Writing Machines is the course website for English 170L at Pomona College in Claremont, California.
Association and hypertexts
What a lot of creative projects we saw today--I'm really impressed by what's been created. Everyone started with the same material but were inspired to develop such individual interpretations--hats off!
But anyway, I wanted to go a bit further with tophat1's post about the non-fictional nature of a lot of the hypertexts our class seems to have created. We've had "autobiographies," reflections on a Los-Angeles state of mind, family trees... They've all been really cool.
But this made me wonder: why is it that our memories seem to lend themselves so well to hypertexts? This seems to be something that Oz's project (as well as Nightowl's) are addressing. I keep thinking of silversprung's comment on how hypertexts, like thought, are associative. Is it this richness of association, all wrapped up in our memories, that we're seeing expressed in these nonfictional hypertexts?
I felt that this idea of association in memory was particularly noticeable in zoey's presentation on the Los Angeles that her parents had experienced--the links between phrases and signs, between her mother's desk calendar and different stories... Perhaps a hypertext best expresses the way that we sort and catalogue ideas in our minds--we have our own filing systems that aren't linear, rather they overlap.

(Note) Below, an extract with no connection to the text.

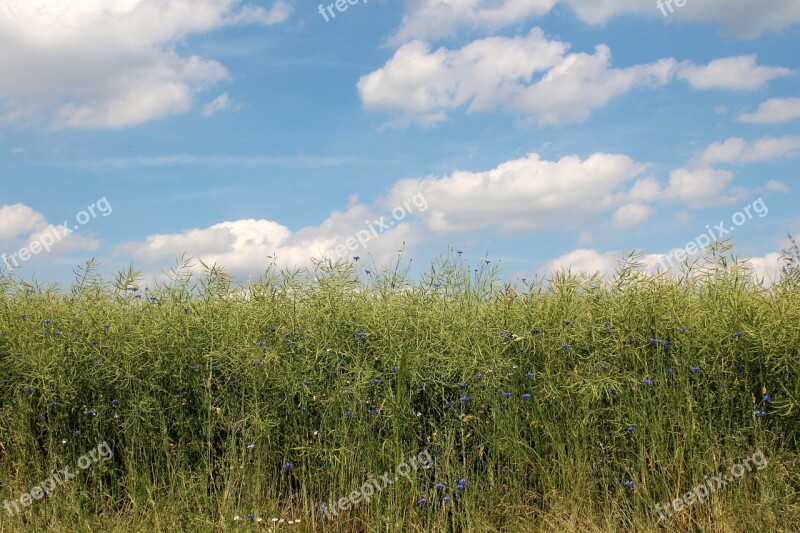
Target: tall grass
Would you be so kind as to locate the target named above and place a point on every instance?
(576, 404)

Another interesting aspect to this question is what happens when these links, these filing systems, break down (which, if I understand correctly, is what a lot of Oz's project is looking at)?
Anyway, it just seemed really cool, and I'm not through sorting it all out yet.
So thank you all for some really awesome projects!
more on association and hypertexts
Thanks for this post, marmalade. Not only are your thoughts on the analogy between the associative nature of hypertexts and the associative nature of memory really spot on (or at least really in line with the thoughts that inspired my final project), but your clear, succinct articulation of these thoughts, e.g.:
Another interesting aspect to this question is what happens when these links, these filing systems, break down (which, if I understand correctly, is what a lot of Oz's project is looking at)
accomplish what I was worried my presentation did not...I felt like the only way I could start talking about my ideas about hypertext, memory, and my project was as an associative ramble that probably sounded a lot like a hypertext might read, and I'm really glad to hear that some of my ideas got across anyway (and to have them rephrased for me so much more clearly)!